Published in final edited form as: Exp Cell Res. 2008 Apr 12;314(11-12):2249–2256. doi: 10.1016/j.yexcr.2008.04.003

Fig. 2.

Fig. 2

Acute insulin-induced leptin secretion from adipocytes differentiated with Ibmx/Dex/Ins plus PPARγ agonist. (A) Scheme of a designed secretion assay with short-term insulin stimulation (170 nM). 3T3-L1 fibroblasts were differentiated with Ibmx/Dex/Ins plus Tzd cocktail and cultured until fully differentiated (day 14). On the night before the experiment medium was changed to minimal amounts (0.5 ml) in order to allow leptin to accumulate for 15 h overnight.
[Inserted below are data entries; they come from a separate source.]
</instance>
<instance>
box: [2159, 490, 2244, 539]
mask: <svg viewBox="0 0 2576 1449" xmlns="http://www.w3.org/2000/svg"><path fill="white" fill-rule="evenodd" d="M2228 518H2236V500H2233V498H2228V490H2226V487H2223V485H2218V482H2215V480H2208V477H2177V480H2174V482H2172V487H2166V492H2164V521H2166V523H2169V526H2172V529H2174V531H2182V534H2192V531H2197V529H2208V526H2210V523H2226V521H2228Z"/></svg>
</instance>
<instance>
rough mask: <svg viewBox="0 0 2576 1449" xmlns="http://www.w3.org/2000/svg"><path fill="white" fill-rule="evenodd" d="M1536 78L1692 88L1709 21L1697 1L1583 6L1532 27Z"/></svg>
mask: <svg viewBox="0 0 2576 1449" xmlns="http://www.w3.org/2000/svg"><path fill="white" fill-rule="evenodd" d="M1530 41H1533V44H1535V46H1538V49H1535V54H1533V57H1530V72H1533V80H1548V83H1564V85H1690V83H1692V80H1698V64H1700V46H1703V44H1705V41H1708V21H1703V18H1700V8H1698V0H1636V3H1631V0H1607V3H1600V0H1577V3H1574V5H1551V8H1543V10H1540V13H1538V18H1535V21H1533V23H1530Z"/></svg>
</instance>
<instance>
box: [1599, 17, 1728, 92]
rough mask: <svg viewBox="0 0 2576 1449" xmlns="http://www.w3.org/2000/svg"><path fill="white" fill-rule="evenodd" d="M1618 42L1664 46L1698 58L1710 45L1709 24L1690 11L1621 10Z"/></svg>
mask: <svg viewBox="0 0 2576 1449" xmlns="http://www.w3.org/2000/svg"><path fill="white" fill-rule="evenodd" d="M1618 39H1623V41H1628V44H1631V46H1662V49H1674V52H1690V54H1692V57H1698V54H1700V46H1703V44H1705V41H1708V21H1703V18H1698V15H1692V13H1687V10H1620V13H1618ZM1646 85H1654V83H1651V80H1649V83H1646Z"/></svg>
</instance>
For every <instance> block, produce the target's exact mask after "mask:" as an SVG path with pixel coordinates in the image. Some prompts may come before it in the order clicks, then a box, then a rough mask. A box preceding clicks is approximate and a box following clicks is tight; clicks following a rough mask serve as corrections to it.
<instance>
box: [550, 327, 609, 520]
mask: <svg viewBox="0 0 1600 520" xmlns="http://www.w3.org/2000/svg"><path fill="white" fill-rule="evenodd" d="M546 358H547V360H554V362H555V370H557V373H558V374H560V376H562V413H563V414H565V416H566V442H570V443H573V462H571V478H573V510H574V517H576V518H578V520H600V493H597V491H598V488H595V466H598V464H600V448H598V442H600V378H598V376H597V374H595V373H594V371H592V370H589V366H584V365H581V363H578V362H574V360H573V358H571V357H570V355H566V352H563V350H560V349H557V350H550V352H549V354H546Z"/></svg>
In the morning, an overnight point was taken as a starting concentration for leptin secretion and cells were stimulated with 170 nM insulin for 2 h. Medium was collected from 3 wells of a 6-well plate, concentrated using Millipore filter units and leptin content was assayed using a Quantikine Elisa kit. Accumulated leptin was normalized to total amount of protein from each well. (B) Representative experiment of insulin-induced leptin secretion over 15 min and 2 h from adipocytes. The experiment was repeated over 10 times all with equivalent data.